Music has always been an important storytelling tool for movie makers. I'm not just talking about a score here. A score is a great thing because it is focused and tuned in to the emotional heartbeat of the moment. It engages the audience to believe in the world being built on screen and can enhance the performance being delivered. But a musical soundtrack is important as well. I know that in recent years the soundtrack has become more and more involved in the marketing of a movie - which I don't always see as a bad thing - but in the post-MTV era, musical montage is simply a part of our cultural thinking. While the worst case of this might be the latest jock rock hit playing on the new episode of some CW teen drama, the best case is something like "The Graduate," which just wouldn't be the same movie without Simon and Garfunkle.
When it comes to the 52 Weeks Project, stories I'm trying to tell in less than 3 minutes, a good song in the background is important(or the foreground since there's generally no sound shooting Super 8). And, though I've done it before, and there are quite a few gems to be found, I don't want to spend a lot of time combing through Creative Commons libraries to find a song that kinda-sorta fits. I want to use songs that I know and love and have influenced who I am, how I think, and therefore the movies I make. I also want something the audience can identify with. This became abundantly clear while editing the first 52WP film when I put a great Guns n' Roses song under the video as a temporary track. It was really the ideal song for the film and I didn't want to take it off.
So I did some homework.
ASCAP, who license most music and have a huge repertory of licensable songs, apparently has a new media license that, all things considered, is quite reasonable. It may not be the right fit for every film project, but given that the main venue for these movies is going to be my website and I can measure how much gets played, it works out. It does somewhat limit me in terms of distribution (of course I can re-license appropriately if my needs change) and there is a little cost involved, but these facts are totally outweighed by the fact that for these 52 movies (and anything else only on my website, such as perhaps a web-only reel) I can use "real" songs (for lack of a better term). And the expense? Well, considering I'm not making any money, I'd have to get somewhere above half a million views for it to cost me much more than film, processing, and transfer for just 4 of these films. In other words it'll work out to about $5.50 a movie for the year.
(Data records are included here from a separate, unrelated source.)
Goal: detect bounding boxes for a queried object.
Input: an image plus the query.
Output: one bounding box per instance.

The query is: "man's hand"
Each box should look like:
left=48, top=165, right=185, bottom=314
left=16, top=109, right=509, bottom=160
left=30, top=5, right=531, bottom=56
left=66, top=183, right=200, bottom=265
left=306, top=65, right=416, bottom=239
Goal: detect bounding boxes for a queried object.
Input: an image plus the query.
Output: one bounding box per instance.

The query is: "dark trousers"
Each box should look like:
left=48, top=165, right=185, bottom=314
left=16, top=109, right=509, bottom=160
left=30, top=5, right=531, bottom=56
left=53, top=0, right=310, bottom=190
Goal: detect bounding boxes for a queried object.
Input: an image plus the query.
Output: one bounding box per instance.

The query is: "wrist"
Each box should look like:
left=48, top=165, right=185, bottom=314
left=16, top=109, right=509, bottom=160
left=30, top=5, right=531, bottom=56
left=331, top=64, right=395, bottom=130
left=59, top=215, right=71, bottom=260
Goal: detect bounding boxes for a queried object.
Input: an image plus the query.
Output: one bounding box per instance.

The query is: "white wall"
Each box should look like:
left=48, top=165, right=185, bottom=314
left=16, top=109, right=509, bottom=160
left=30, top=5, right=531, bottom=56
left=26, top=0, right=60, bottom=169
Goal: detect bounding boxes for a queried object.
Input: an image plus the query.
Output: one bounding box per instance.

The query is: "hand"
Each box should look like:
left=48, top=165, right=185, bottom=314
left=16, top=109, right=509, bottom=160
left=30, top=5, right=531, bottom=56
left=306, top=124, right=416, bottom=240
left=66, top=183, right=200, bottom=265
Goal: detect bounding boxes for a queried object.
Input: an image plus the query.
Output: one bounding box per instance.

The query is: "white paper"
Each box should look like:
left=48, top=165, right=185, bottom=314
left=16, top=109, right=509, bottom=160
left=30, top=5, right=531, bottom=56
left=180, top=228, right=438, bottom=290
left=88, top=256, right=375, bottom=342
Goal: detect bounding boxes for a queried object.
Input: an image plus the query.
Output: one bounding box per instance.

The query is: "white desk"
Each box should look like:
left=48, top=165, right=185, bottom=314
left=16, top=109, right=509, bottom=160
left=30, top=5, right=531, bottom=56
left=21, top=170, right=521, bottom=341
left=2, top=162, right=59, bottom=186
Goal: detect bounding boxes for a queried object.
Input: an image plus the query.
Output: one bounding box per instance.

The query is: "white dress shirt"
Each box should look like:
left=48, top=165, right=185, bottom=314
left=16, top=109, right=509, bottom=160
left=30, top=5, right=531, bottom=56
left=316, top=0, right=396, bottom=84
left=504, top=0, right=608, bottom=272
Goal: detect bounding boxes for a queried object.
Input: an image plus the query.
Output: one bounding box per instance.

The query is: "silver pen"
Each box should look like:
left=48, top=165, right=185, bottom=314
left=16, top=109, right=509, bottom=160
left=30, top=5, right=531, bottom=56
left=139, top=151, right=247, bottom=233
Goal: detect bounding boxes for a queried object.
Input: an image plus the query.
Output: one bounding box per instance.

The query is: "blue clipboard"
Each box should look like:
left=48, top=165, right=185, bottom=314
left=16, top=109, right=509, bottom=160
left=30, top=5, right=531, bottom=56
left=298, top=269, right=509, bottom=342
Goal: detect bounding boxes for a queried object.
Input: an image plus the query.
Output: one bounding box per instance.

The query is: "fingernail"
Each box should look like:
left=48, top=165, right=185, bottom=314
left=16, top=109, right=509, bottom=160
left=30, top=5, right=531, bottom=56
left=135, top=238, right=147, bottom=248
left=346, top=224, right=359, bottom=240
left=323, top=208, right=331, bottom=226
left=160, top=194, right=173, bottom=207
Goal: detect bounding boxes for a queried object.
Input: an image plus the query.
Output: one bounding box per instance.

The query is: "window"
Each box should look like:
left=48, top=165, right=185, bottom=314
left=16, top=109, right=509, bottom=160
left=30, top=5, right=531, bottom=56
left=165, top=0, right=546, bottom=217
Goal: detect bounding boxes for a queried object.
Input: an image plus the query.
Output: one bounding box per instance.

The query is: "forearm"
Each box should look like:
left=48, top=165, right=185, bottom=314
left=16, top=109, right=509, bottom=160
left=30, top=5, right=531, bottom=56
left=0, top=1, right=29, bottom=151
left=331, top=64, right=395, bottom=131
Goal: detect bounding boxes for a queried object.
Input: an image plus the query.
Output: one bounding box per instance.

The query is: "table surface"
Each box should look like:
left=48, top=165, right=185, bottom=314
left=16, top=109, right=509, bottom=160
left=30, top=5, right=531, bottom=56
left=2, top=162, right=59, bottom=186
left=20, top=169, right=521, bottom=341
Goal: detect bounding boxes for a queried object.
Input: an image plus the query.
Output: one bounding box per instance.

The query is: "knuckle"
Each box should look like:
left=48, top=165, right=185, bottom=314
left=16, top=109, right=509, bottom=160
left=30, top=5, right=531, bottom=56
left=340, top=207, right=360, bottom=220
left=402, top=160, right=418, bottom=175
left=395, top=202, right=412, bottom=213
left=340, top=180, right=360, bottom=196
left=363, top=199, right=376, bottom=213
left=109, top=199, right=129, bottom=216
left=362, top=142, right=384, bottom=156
There's kind of an ethical point in this too. I could rant all day against the intellectually bankrupt concepts of intellectual property that we hold in this country and around the world, but I've always held that if the business models evolved to something reasonable we should support them. ASCAP notes that this new media license of theirs is an experimental license. I can already see ways in which it could use improvement (or perhaps I don't yet understand every aspect of it), but I do see an effort to be reasonable and I'm happy to work with it.